8. Integration with Slurm
Slurm is a popular open-source cluster management and job scheduling system. For more information, refer to the Slurm Workload Manager Quick Start User Guide.
This section describes the configuration for the different methods of integrating V-IPU with Slurm.
For information on using Slurm with V-IPU, refer to the Integration with Slurm section in the V-IPU User Guide.
8.1. Overview of integration options
There are four options for integrating V-IPU with Slurm:
The pros and cons of each option are summarised in Table Pros and cons for the different options to integration V-IPU into Slurm. in the V-IPU User Guide.
8.2. Host-IPU mapping (recommended)
The recommended solution is to statically map IPUs to Poplar hosts and configure Slurm (which is not aware of IPUs) to schedule workloads on hosts to maximise IPU performance. The proposed solution uses a simple file which maps IPU-Machines to hosts. The Poplar host performance determines how many IPU-Machines can be mapped — it can be a single IPU-Machine or more. In the example below 4 IPU-Machines (or 16 IPUs) are assigned to a single host. Mapping IPU-Machines to hosts is a manual process, referencing physical connections between IPU-machines and hosts.

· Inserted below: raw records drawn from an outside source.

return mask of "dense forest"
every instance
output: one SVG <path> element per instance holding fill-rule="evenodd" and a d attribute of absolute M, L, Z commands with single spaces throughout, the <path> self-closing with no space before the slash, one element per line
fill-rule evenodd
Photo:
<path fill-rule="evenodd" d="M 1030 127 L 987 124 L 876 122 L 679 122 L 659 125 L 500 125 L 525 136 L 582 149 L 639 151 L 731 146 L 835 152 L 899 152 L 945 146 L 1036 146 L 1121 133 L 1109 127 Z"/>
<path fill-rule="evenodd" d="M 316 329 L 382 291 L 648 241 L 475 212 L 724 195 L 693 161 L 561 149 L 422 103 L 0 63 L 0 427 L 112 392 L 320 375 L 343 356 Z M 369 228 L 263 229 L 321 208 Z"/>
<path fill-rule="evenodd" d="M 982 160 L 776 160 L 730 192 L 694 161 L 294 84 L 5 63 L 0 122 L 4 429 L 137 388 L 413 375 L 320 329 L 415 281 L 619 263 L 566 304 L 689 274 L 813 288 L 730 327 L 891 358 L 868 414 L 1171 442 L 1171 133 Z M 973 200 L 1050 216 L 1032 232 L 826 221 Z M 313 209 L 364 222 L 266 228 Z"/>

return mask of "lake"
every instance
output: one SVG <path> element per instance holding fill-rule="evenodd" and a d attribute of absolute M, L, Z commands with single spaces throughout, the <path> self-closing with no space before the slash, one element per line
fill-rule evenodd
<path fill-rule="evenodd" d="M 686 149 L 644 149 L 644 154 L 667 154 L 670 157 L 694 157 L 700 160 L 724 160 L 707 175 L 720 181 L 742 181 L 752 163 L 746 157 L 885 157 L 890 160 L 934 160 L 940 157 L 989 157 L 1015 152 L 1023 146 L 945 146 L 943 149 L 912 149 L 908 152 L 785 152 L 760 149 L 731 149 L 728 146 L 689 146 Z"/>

See Host-IPU mapping (recommended) in the V-IPU User Guide for more information about how to use this method.
# Mapping
# Host: IPU-machine list
host-1:ipum1,ipum2,ipum3,ipum4
host-2:ipum5,ipum6,ipum7,ipum8
host-3:ipum9,ipum10,ipum11,ipum12
host-4:ipum13,ipum14,ipum15,ipum16
The mapping file is later used by Slurm prolog and epilog scripts to create an allocation with IPU-Machines assigned to the hosts selected for the job. Slurm needs to be configured to enable the controller daemon to use prolog and epilog scripts by setting:
...
EpilogSlurmctld=/usr/local/slurm/scripts/slurmctld_epilog.sh
...
PrologSlurmctld=/usr/local/slurm/scripts/slurmctld_prolog.sh
More information can found in the Slurm Workload Manager - Prolog and Epilog Guide. The prolog script, run before the start of the job, reads the mapping file and decides how to create the allocation and cluster of IPUs. The epilog script, run after the job finishes, cleans up IPU resources by removing IPU allocation and clusters.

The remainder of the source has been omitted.